To what degree is the physical component of land, responsible for today's wealth? After all, much has changed in this regard, in recent centuries.
When land value meant coordination of time value for agricultural capacity, land value was widely dispersed, and also intensively utilized. Once land use began to transition to manufacture and industrial patterns, social coordination and land use gradually became more concentrated as well. As production processes became more efficient, even smaller quantities of land were needed, in relation to total output. Changes in land use mean greater organizational clustering, and the value of spontaneous societal coordination, gradually assumed greater monetary and economic value.
This intensification of land value for coordination processes continues apace, as manufacturing makes way for services based economies in developed and developing nations alike. Today, primary land use value exists in relatively tight clusters, particularly in regions where a high degree of coordination takes place for time value and knowledge based product. Imagine for a moment, clusters of spontaneous coordination as a highly desirable marketplace component (which they are) as "wild salmon". Since the serendipity of spontaneous coordination ("wild salmon") is in short supply, why not supplement it with the "farmed salmon" of organizational design for time and knowledge value?
In other words, generate more of the knowledge "value added" marketplace which populations now seek, via more closely designed organizational patterns. These knowledge use clusters would still be tightly arranged, but different from regional or major city formation since they would be small, broadly dispersed, and capable of utilizing digital potential. Even though some might argue that a "farmed salmon" version of knowledge use isn't economically "healthy", others would be more than happy to have a viable economic option, to today's limited services marketplace. And multiple benefits would accrue, beyond those that directly affect participants in knowledge use systems. After all, corporations have already been coordinating time value for centuries, and there's no reason why a new corporate structure couldn't do the same, within a combined supply/demand and production consumption construct.
Why hasn't a similar process already occurred? Asymmetric compensation has meant a secondary marketplace for knowledge use, and the resulting discrepancies in land use options, increasingly reflect the partial nature of knowledge use in aggregate. Some of the most important forms of knowledge based product have been subjected to extreme forms of location clustering, in spite of the digital promise of wide knowledge use dispersion. Knowledge use wealth capture is an inefficient and incomplete outcome, for the wealth potential of time based product. Indeed, the recent decline in nominal income is one of the major indicators as to what has occurred, even though the problem has not been openly discussed by either policy makers or central bankers.
Land values - over time - can be greatly affected by the degree of economic complexity that not only accrues but remains intact in a given location. However, even though organizational capacity can be nurtured and developed, other more specific aspects of location often lie beyond the ability of individuals to control. Because many aspects of the economy remain in flux, assigning specific attributes for land use beyond that of time value, presently involves more risk.
Consequently, capital intensive infrastructure for specific locations could prove a better follow up strategy for successful knowledge use system formation, than initial development along these lines. Even so, some building and infrastructure components would be flexible enough that they could readily be relocated, should an equilibrium corporation decide to move and start anew. Many environments would respond to group efforts that make them pleasing places to live and work, without requiring the major expenses associated with today's development patterns.

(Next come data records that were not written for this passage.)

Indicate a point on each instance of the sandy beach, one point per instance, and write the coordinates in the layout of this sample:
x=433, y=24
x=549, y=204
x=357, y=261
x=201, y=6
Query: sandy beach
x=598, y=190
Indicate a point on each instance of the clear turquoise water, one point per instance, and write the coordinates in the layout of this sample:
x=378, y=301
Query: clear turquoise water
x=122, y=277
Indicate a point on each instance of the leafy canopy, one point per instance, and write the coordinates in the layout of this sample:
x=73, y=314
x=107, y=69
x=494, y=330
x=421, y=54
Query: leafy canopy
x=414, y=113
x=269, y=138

The equilibrium corporation would establish an ownership structure in which actual land use holds a symbolic coordination value, one that would eventually be reflected as rent options for non locals to live and work within these communities if they so desire. This symbolic value would also be a reflection of local incentive patterns, which derive ownership benefits to supplement a time value commodity wage. Even though specific locations would gradually accrue additional monetary value as they mature, initially these communities are built to nurture a time value continuum as the primary component of community formation. Fortunately, should specific locations turn out to be temporary, the time continuum for coordinated activity would readily transfer to new settings.
How to envision ownership in the equilibrium corporation? Time value allows participants to accrue ownership shares which exists in (at least) three dimensions. First, the initial processes of discovering time value in relation to others, provides access to coordinated services activity and the educational structure associated with it. Then, the physical components which include living and working accommodations, in the form of land availability and building use options. The third aspect of this process is more closely related to local business opportunities, especially in terms of investment pools.
Possibly the greatest productivity potential of the present, is taking advantage of spatial land characteristics so as to make greater efficiency possible for combined group action. In spite of the broad coordination gains of an automobile defined environment, these gains came at the expense of aggregate time loss in the form of extended commutes and the need for separately existing time choices. By bringing spatial components into a close framework, groups would not only regain time use options, but also greater flexibility in terms of time use decisions during the course of any given day.
What counts most, is effective coordination for the shared experiences both pragmatic and experiential, that do a better job of organizing scarce time availability. Ultimately, it is the experiences we share with others, that lend the most meaning to daily existence. With a little luck, our economic organizational patterns can do a better job of reflecting this reality. As Paul Romer noted in a recent post, "At the most basic level, an economy grows whenever people take resources and rearrange them in a way that makes them more valuable."